This new script shows me why I could never figure out the attributes of 
the sky map image.  It turns out that it's cobbled together:

$ ./capture5.pl
tags
area
area
area
area
area
 ...
guess is Explain symbols in the map.
guess is View horizon at this observing site.
guess is Explain controls in the following panel.
guess is Date and Time
guess is Now
guess is Universal time:
guess is Julian day:
guess is Observing Site
 ...
$ cat capture5.pl
#!/usr/bin/perl -w
use strict;
use autodie;
use utf8;
use WWW::Mechanize;
use HTML::TokeParser;

my $url    = 'http://www.fourmilab.ch/yoursky/';
my $mech   = WWW::Mechanize->new;
my $result = $mech->get($url);
die "GET failedn" unless $result->is_success;

$mech->follow_link( text => 'Set for nearby city', n => 1 );
$mech->follow_link( text => 'San Francisco CA',    n => 1 );
my @links = $mech->links();
print "tags\n";
print $_->tag() . "\n" foreach @links;
my $filename = 'content1.txt';
$mech->save_content($filename);

for my $element (@links) {
     my $guess = $element->text();
     print "guess is " . $guess . "\n";
}

$

Alright, so far so good.  The next step is to change the time.  I'll try 
to make it 5:45 p.m. pacific daylight savings time, on the 21st of january.
, that makes it 22 because in GMT it's a day ahead then.
-- 
Cal


------------------------------

Date: Fri, 01 Feb 2013 22:08:39 -0700
From: Cal Dershowitz <cal@example.invalid>
Subject: Re: capturing, computing the ephemeris and passing it to gfortran
Message-Id: <QKKdnfaWfYvFApHMnZ2dnUVZ_iydnZ2d@supernews.com>

On 02/01/2013 08:17 AM, Ben Morrow wrote:
>
> Quoth Cal Dershowitz <cal@example.invalid>:

>> for my $element ( @{$links} ) {
>>
>>       my $res2 = $$element;
>
> I'm curious: what made you think this might work?

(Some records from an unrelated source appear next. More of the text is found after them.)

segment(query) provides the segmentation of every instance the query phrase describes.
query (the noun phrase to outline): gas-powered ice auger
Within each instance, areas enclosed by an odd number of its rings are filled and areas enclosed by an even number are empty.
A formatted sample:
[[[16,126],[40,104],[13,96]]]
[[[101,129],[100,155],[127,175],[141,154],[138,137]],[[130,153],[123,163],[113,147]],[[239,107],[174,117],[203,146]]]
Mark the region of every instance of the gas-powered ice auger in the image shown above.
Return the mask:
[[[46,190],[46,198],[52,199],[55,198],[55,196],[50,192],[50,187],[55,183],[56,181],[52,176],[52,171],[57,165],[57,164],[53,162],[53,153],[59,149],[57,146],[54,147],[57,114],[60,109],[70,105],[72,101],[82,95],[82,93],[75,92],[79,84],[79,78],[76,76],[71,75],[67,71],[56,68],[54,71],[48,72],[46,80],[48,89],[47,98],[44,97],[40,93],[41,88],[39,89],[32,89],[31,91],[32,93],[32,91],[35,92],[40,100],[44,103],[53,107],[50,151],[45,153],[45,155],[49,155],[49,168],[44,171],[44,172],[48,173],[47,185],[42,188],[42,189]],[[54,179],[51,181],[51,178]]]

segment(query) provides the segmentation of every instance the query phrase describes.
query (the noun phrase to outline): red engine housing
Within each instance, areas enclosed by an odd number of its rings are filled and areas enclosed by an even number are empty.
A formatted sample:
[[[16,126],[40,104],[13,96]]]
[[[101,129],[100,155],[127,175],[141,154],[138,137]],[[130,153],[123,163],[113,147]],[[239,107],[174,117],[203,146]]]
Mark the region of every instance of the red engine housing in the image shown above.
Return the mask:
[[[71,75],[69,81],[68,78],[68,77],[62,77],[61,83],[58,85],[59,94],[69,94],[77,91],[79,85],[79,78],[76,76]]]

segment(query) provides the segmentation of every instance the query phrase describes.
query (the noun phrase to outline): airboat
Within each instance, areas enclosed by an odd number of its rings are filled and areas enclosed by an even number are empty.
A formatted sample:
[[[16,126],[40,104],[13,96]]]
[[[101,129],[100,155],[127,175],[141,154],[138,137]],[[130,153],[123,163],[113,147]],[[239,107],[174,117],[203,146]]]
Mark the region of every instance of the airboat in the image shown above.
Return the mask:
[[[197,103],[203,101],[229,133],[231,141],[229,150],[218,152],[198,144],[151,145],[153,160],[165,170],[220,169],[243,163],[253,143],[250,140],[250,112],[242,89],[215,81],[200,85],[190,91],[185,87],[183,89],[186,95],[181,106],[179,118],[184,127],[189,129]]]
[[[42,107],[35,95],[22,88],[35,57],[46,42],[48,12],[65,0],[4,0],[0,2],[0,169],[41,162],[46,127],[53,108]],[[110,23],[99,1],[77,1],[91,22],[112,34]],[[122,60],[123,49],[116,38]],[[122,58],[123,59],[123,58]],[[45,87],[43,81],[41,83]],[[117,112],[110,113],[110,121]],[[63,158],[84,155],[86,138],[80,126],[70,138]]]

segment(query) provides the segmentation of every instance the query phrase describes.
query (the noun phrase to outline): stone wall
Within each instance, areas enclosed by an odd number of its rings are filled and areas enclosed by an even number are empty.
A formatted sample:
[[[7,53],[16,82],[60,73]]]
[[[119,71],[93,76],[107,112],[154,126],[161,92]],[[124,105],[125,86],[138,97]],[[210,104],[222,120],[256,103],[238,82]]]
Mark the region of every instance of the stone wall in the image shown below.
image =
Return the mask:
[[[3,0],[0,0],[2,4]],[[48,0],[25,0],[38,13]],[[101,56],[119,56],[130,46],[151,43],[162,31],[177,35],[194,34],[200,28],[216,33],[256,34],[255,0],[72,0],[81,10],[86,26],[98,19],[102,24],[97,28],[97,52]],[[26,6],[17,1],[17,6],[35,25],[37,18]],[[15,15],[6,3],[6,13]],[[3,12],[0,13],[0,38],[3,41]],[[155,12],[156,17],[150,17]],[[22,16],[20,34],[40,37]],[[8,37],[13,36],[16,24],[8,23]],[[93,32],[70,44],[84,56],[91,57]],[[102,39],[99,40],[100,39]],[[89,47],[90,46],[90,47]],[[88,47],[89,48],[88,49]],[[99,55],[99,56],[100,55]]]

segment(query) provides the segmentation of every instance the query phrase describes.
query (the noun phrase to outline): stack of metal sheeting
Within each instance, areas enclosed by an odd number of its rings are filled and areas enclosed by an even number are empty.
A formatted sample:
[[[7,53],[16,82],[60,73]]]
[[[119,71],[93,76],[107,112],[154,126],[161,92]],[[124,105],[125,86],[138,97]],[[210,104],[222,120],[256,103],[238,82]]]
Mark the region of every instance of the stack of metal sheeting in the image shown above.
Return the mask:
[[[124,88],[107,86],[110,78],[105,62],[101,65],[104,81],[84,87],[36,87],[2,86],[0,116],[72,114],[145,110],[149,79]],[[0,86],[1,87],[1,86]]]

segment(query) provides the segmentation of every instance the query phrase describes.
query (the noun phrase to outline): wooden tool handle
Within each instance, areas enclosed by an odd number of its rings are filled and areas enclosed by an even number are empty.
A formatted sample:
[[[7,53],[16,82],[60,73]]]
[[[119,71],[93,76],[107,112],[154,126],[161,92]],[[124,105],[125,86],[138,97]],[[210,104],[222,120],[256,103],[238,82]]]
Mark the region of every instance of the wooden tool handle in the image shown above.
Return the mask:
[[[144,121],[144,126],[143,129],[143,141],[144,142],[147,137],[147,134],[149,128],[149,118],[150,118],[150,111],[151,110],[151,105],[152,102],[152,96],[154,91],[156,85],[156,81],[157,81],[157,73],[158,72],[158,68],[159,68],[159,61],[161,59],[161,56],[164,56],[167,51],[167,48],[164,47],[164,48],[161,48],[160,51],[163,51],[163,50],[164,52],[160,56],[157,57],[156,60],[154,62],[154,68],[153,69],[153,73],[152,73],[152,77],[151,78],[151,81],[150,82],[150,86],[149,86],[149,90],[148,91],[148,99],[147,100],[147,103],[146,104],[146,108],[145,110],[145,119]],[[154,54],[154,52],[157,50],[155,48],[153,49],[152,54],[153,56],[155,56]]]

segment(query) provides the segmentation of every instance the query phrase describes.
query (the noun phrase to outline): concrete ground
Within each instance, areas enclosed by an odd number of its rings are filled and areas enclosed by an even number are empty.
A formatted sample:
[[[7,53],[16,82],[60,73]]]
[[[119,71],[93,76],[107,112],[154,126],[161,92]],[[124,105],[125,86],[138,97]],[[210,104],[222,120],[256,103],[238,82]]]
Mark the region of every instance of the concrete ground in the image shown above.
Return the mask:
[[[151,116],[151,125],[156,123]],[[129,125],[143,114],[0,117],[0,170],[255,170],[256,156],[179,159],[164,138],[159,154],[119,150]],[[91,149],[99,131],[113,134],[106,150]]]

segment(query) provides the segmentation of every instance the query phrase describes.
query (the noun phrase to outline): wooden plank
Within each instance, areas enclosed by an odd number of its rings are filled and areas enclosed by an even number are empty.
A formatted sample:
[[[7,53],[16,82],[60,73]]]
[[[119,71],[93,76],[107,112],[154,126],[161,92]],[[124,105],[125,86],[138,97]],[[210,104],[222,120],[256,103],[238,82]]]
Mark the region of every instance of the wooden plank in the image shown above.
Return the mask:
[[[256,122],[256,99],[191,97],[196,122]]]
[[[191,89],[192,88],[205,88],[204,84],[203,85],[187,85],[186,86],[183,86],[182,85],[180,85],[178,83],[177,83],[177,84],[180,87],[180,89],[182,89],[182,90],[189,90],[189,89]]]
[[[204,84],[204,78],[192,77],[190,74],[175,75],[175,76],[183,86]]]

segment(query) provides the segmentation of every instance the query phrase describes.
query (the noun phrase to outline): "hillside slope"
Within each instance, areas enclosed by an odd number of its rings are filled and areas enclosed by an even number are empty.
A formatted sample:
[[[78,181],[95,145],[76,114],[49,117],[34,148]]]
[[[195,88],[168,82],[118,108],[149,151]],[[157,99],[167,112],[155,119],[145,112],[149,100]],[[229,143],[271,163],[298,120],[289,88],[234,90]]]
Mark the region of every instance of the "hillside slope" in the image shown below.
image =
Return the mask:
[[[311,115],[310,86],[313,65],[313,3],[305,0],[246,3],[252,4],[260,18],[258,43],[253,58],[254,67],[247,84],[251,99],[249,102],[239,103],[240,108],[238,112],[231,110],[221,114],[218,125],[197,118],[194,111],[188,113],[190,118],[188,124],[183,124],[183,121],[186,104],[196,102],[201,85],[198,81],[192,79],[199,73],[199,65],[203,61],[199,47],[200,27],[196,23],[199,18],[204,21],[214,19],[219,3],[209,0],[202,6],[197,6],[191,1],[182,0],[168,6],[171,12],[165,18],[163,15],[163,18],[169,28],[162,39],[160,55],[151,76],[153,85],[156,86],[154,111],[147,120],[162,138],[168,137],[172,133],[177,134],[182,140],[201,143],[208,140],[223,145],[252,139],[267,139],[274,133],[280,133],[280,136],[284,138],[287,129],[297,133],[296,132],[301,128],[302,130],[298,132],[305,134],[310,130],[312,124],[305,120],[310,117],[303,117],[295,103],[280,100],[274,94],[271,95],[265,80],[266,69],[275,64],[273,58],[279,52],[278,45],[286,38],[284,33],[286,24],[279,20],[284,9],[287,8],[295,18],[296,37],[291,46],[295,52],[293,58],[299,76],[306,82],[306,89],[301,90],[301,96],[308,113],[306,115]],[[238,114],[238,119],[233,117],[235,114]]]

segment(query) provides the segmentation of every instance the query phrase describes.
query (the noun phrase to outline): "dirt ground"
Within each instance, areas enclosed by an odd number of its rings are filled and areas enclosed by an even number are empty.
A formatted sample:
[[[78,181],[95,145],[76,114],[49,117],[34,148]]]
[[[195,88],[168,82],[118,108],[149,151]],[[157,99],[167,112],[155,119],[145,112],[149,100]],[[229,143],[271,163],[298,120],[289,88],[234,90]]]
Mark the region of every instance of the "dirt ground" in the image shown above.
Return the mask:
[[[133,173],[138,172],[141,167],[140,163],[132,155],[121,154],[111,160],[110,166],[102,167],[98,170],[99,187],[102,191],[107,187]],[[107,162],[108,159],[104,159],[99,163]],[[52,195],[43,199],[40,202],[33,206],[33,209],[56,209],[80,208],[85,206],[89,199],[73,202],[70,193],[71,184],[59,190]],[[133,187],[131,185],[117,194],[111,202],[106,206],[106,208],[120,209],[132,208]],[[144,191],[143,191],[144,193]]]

What does $element
> contain at this point?

This was just my last desperate try on a given night where nothing was 
working.
>
> Does this help? (It may not.)
>
>      $links ==> SCALAR --> ARRAY
>                            elem 0 --> WWW::Mechanize::Link object
>               $element ==> elem 1 --> WWW::Mechanize::Link object
>
> ==> is a 'naming' or 'aliasing' relationship, --> is a 'referencing'
> relationship. So: $links names a scalar. That scalar holds a ref which
> points to an array. Each element of that array hold a ref which points
> to a WWW::Mechanize::Link object. $element is currently an alternative
> name for one of those elements.
>
> Ben
>

Gosh, Ben, are you saying that --> is the same as ->?

Anyways, I think forms are what's gonna work best for this radio button.

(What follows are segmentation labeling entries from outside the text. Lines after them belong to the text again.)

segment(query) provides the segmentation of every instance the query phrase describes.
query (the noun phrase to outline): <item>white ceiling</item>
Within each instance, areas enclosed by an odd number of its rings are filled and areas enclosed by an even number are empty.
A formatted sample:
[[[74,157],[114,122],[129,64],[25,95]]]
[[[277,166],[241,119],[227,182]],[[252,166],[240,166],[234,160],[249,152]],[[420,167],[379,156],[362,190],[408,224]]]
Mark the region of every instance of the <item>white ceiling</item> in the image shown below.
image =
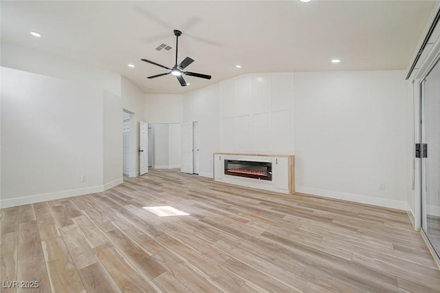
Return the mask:
[[[433,1],[1,1],[1,42],[119,73],[146,94],[182,94],[248,72],[406,69]],[[146,76],[179,60],[210,80]],[[29,32],[40,33],[40,39]],[[155,49],[161,43],[173,49]],[[330,62],[341,59],[338,64]],[[127,65],[135,65],[129,68]],[[236,64],[243,66],[235,67]],[[150,87],[153,89],[149,89]]]

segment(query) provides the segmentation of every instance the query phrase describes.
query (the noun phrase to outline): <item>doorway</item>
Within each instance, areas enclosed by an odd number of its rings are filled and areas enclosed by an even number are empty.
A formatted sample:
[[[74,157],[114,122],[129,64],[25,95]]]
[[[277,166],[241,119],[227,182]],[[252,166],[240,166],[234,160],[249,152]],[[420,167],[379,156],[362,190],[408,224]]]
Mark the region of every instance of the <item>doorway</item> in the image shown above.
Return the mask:
[[[421,228],[440,257],[440,63],[420,83]]]
[[[182,124],[181,172],[199,174],[200,169],[200,127],[198,121]]]
[[[122,110],[122,175],[136,177],[136,131],[135,113]]]
[[[122,175],[130,174],[130,114],[124,112],[122,120]]]
[[[199,130],[199,122],[192,122],[192,165],[194,166],[194,174],[199,174],[200,167],[200,131]]]

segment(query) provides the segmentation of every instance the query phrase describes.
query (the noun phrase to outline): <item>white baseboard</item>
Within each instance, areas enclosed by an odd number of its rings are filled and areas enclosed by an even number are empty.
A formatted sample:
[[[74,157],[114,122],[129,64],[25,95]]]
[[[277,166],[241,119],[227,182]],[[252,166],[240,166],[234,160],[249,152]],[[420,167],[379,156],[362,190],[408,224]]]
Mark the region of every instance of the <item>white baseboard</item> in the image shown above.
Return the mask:
[[[36,204],[37,202],[48,200],[60,199],[62,198],[72,197],[73,196],[84,195],[90,193],[100,193],[109,189],[123,182],[123,179],[120,178],[98,186],[86,187],[84,188],[72,189],[69,191],[58,191],[56,193],[43,193],[40,195],[28,195],[21,197],[12,198],[9,199],[0,199],[0,208],[10,208],[11,206],[23,206],[23,204]]]
[[[307,193],[313,195],[318,195],[324,197],[343,199],[349,202],[358,202],[360,204],[371,204],[384,208],[395,208],[397,210],[406,210],[406,202],[389,199],[386,198],[374,197],[366,195],[357,195],[354,193],[346,193],[339,191],[327,191],[324,189],[314,188],[304,186],[295,186],[295,192]]]
[[[122,182],[124,182],[124,179],[121,177],[116,180],[113,180],[112,182],[110,182],[109,183],[106,183],[102,186],[102,191],[107,191],[107,189],[110,189],[112,187],[115,187],[116,185],[119,185]]]
[[[152,168],[155,169],[175,169],[180,168],[180,165],[155,165]]]
[[[412,217],[412,218],[415,217],[415,215],[414,214],[414,210],[412,210],[412,209],[411,208],[410,205],[408,204],[408,202],[406,203],[406,211],[408,212],[408,214],[411,214],[411,216]]]
[[[139,176],[139,171],[137,172],[131,172],[129,174],[129,177],[138,177]]]
[[[412,226],[414,227],[415,229],[416,229],[415,216],[414,215],[414,212],[412,211],[412,209],[411,208],[410,205],[408,204],[408,202],[406,203],[406,213],[408,214],[408,217],[409,217],[410,218],[410,221],[411,221],[411,224],[412,224]]]
[[[440,206],[426,206],[426,213],[432,216],[440,217]]]
[[[199,176],[214,178],[214,174],[208,172],[199,172]]]

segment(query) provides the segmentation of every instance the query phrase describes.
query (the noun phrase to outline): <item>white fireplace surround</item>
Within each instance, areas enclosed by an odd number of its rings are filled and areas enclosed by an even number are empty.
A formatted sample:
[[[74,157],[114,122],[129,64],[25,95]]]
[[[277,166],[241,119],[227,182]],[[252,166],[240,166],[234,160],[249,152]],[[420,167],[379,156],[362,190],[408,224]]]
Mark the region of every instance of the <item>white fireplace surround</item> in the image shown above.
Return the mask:
[[[225,174],[225,160],[233,160],[272,163],[272,180]],[[292,194],[295,191],[294,156],[216,153],[214,154],[214,180],[270,191]]]

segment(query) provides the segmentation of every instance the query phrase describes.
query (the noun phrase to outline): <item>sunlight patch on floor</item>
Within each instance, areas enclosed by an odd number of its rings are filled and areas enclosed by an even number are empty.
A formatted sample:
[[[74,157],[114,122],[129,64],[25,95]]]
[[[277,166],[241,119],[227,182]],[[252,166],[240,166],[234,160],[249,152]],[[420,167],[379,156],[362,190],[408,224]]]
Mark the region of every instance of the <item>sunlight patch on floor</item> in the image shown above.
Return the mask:
[[[144,206],[142,208],[159,217],[186,216],[190,215],[188,213],[185,213],[170,206]]]

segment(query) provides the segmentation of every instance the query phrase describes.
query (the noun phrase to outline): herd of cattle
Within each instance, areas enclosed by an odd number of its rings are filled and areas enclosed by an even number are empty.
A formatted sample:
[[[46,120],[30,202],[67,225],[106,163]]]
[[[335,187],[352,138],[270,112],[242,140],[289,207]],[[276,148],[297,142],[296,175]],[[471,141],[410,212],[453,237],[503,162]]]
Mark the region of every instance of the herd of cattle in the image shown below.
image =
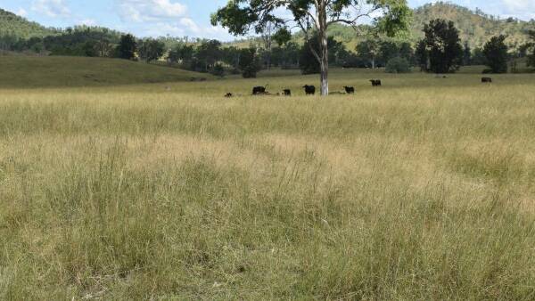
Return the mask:
[[[383,83],[381,82],[381,79],[370,79],[370,82],[372,83],[373,86],[381,86],[383,85]],[[492,83],[492,78],[490,77],[482,77],[482,83]],[[314,85],[305,85],[302,86],[302,88],[305,90],[305,94],[307,95],[314,95],[316,94],[316,86]],[[345,94],[355,94],[355,87],[353,86],[343,86],[343,89],[345,90]],[[341,92],[334,92],[332,94],[343,94]],[[290,89],[284,89],[282,93],[276,93],[275,94],[270,94],[269,92],[268,92],[268,85],[262,86],[262,85],[258,85],[252,88],[252,94],[253,95],[284,95],[284,96],[292,96],[292,91]],[[226,94],[225,94],[225,97],[233,97],[234,94],[232,93],[227,93]]]

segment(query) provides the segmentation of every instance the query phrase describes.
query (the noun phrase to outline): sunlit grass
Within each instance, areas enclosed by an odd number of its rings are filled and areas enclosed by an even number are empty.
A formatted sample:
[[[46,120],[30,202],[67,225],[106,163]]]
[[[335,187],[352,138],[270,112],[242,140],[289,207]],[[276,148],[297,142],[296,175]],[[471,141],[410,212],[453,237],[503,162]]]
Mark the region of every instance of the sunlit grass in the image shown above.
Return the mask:
[[[1,90],[0,299],[533,299],[535,78],[480,77]]]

http://search.cpan.org/~gaas/HTML-Form-6.03/lib/HTML/Form.pm

I do have partial results:

$ ./capture6.pl
guess is POST http://www.fourmilab.ch/cgi-bin/Yoursky [request]
   <NONAME>=Update                (submit)
   date=0                         (radio)    [*0/Now|1/Universal 
time:|2/Julian day:]
   utc=2013-02-02 4:47:38         (text)
   jd=2456325.69975               (text)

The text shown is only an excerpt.